Com exceção da transmissão parenteral, o trato gastrointestinal é a principal via de infecção pelo HIV por transmissão vertical e por contato oral e genital.

Os linfócitos da lâmina própria, por expressarem CCR5 e CXCR4, constituem a célula alvo inicial do HIV na mucosa intestinal. Desde a mucosa, o vírus se dissemina sistemicamente, desencadeando depleção das células CD4+, inicialmente na lâmina própria e, em seguida, no sangue. À medida que ocorre a depleção de linfócitos CD4+ circulantes e na mucosa, monócitos e macrófagos assumem importância crescente como célula alvo e reservatórios do HIV(28). A infecção pelo HIV determina, portanto, falência progressiva das funções fisiológicas e imunológicas do trato gastrointestinal. Os pacientes podem, então, apresentar absorção, perda de peso e desenvolver infecções oportunistas e doenças malignas do intestino(19).

As principais alterações morfológicas descritas no intestino delgado dos pacientes infectados pelo HIV são atrofia das vilosidades de grau variável, hiperplasia das criptas e aumento dos linfócitos intra-epiteliais, associadas ou não à presença de sintomas ou microorganismos, observadas em qualquer estágio da doença, sugestivas de uma enteropatia do HIV(16). No intestino grosso, tem sido observado grau de inflamação da mucosa comparável ao daquele em pacientes com doença inflamatória intestinal(24). Na investigação microbiológica do trato gastrointestinal podem ser identificados diversos microorganismos, oportunistas ou não, cujo encontro nem sempre está associado a manifestações clínicas. Os testes para avaliação da função intestinal mostram, freqüentemente, prejuízo na absorção nos diversos estágios da doença(11, 17).

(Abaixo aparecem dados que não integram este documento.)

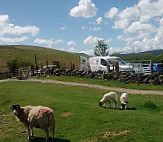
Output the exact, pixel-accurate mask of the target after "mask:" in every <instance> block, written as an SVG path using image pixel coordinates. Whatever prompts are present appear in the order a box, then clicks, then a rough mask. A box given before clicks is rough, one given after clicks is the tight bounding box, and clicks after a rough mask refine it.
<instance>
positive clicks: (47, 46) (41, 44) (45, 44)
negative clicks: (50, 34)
mask: <svg viewBox="0 0 163 142" xmlns="http://www.w3.org/2000/svg"><path fill="white" fill-rule="evenodd" d="M34 43H37V44H40V45H42V46H46V47H49V48H52V47H53V46H54V44H55V41H54V40H53V39H49V40H47V39H40V38H36V39H35V40H34Z"/></svg>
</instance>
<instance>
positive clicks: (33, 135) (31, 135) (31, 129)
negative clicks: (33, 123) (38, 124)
mask: <svg viewBox="0 0 163 142" xmlns="http://www.w3.org/2000/svg"><path fill="white" fill-rule="evenodd" d="M31 131H32V132H31V137H32V138H33V137H34V133H33V127H32V126H31Z"/></svg>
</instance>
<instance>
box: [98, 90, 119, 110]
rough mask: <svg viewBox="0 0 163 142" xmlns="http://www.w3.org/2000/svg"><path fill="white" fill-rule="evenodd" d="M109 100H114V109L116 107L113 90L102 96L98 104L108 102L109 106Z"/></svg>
mask: <svg viewBox="0 0 163 142" xmlns="http://www.w3.org/2000/svg"><path fill="white" fill-rule="evenodd" d="M111 100H112V101H113V102H114V105H115V109H116V108H117V94H116V93H115V92H109V93H107V94H105V95H104V96H103V98H102V99H101V100H100V102H99V106H100V107H102V105H103V104H105V107H106V103H107V102H109V108H111Z"/></svg>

Tendo em vista a importância do impacto das manifestações gastrointestinais da infecção pelo HIV em crianças e a escassez de informações a respeito em nosso meio, conduziu-se o presente estudo objetivando ampliar conhecimentos acerca da função absortiva e das características morfológicas e microbiológicas intestinais nesse grupo.

MATERIAL E MÉTODOS Casuística Foram selecionadas aleatoriamente, de forma prospectiva e consecutiva, entre agosto de 1994 e maio de 1995, 11 crianças infectadas pelo HIV, menores de 13 anos, pertencentes às categorias clínicas A, B ou C da classificação proposta pelos Centers for Diseases Control and Prevention (CDC)(6) no Ambulatório de AIDS da Disciplina de Infectologia do Departamento de Pediatria da Universidade Federal de São Paulo ' Escola Paulista de Medicina (UNIFESP ' EPM) e na Enfermaria e Ambulatório do Núcleo de Nutrição, Alimentação e Desenvolvimento Infantil (NUNADI) do Centro de Referência da Saúde da Mulher da Secretaria da Saúde de São Paulo, em São Paulo, SP. Foram constituídos dois grupos, a saber: grupo I - cinco crianças com história de pelo menos um episódio diarréico nos 30 dias que antecederam sua inclusão no estudo; grupo II - seis crianças, sem relato de ocorrência de diarréia no mesmo período. O estudo foi aprovado pelo Comitê de Ética em Pesquisa da UNIFESP-EPM, sendo obtido consentimento escrito e esclarecido dos pais ou responsáveis legais pelas crianças. Os hemofílicos soropositivos para o HIV foram incluídos no estudo quando havia indicação clínica absoluta para realização de endoscopia digestiva alta.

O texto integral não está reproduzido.